Je me rappelle par exemple cette femme que son père retournait sur ses genoux quand elle était enfant. C'était pour lui donner la fessée. Souvent et avec beaucoup d'application alors. Et donc cette femme-là a depuis longtemps plein de soucis aux fesses, enfin à ses hanches. Et dans ses relations, elle semble chercher l'imminence d'une fessée. Parce que même si ça fait mal, c'est familier et excitant au fond. Alors elle persévère. C'est son jeu de maux.
Et donc moi, avec cette histoire de poils, ce n'est pas une maladie mais j'ai peut-être déclenché un programme inconscient pour faire comme les animaux de compagnie de ma mère. D'abord ses deux fox terriers qui étaient toujours bien tondus pour les concours. Et ensuite les dobermans qui avaient le poil ras d'origine mais les oreilles taillées et la queue coupée.
Et, au bout du compte, j'ai dépassé mon père mais mon programme m'a dépassé. Oui, j'ai beaucoup trop de poils aujourd'hui. Alors des fois, je voudrais me tondre complètement et à jamais, non pas pour passer un concours mais parce qu'avec le réchauffement climatique j'ai trop chaud en été.
Et toi, là, tu perds vraiment la tête, tu plonges ton nez dans mon "pelage" comme tu dis, tu grognes davantage, mais, là, tu me griffes tu sais ? Aïe ! Tu arrêtes et tu retrouves un peu tes esprits :
– Tu sais, tout ça c'est si doux, c'est si bon, peut-être que c'était aussi pour rester dans une sensualité maximale ? Avec aussi une odeur très personnelle, intime.
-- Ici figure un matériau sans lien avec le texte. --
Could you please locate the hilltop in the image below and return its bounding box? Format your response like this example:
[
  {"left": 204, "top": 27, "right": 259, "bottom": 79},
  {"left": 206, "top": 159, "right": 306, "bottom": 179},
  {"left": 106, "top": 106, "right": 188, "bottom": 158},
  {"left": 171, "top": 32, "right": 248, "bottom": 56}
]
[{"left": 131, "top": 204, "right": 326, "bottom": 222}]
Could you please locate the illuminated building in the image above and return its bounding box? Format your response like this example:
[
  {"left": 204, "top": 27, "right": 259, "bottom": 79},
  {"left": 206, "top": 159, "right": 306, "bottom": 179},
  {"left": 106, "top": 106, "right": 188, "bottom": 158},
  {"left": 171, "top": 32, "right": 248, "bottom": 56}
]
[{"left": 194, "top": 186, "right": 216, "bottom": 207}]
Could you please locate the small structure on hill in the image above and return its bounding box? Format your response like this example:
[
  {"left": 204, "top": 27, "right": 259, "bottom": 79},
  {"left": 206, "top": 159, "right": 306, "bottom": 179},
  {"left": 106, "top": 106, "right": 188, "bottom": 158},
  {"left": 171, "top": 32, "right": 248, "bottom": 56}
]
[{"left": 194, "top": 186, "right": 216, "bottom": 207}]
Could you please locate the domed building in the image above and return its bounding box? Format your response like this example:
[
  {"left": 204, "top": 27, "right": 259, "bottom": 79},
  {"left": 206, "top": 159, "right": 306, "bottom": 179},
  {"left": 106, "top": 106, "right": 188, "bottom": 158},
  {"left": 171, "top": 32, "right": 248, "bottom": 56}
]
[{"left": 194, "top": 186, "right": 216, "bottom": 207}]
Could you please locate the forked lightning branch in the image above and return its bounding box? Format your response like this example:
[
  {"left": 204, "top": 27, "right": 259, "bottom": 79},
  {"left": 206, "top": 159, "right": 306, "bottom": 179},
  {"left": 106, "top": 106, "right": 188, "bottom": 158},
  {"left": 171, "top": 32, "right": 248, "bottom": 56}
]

Oui, c'était peut-être pour garder sur toi une trace du passage par l'origine !
Ah ! C'est donc là que tu voulais en venir. C'est vrai que la toison c'est féminin aussi. Et alors ça change soudain un peu mon histoire avec mes frères, mon père et les chiens. Enfin, ça ajoute quelque chose. Et je me souviens de Liliane, une des soeurs de ma mère, dont j'étais amoureux. Elle n'avait pas de chien mais un singe. Enfin c'était une guenon qui sentait très fort et qui s'appelait Judy, comme dans Daktari, une série télévisée de l'époque, avec un vétérinaire qui dirigeait un centre d'études sur le comportement des animaux en Afrique. Il y avait aussi Clarence, une lionne qui louchait beaucoup (dans la série télé).
C'était aussi l'époque où je commençais à avoir beaucoup de duvet partout justement, un peu comme Judy d'ailleurs. Un jour, Liliane m'a emmené dans sa voiture décapotable mais je ne sais plus pourquoi la guenon m'a soudain mordu jusqu'au sang. La toison de la femme, le singe, son odeur forte, son poil très rêche, le sang, Liliane, son parfum
 je crois que tout ça s'emmêle aussi dans ma tête.
Et je me demande ce que ça représente pour toi tout le velu ? Mais tu grognes toujours, là. Je te demanderai tout à l'heure, quand tu sortiras de ta rêverie.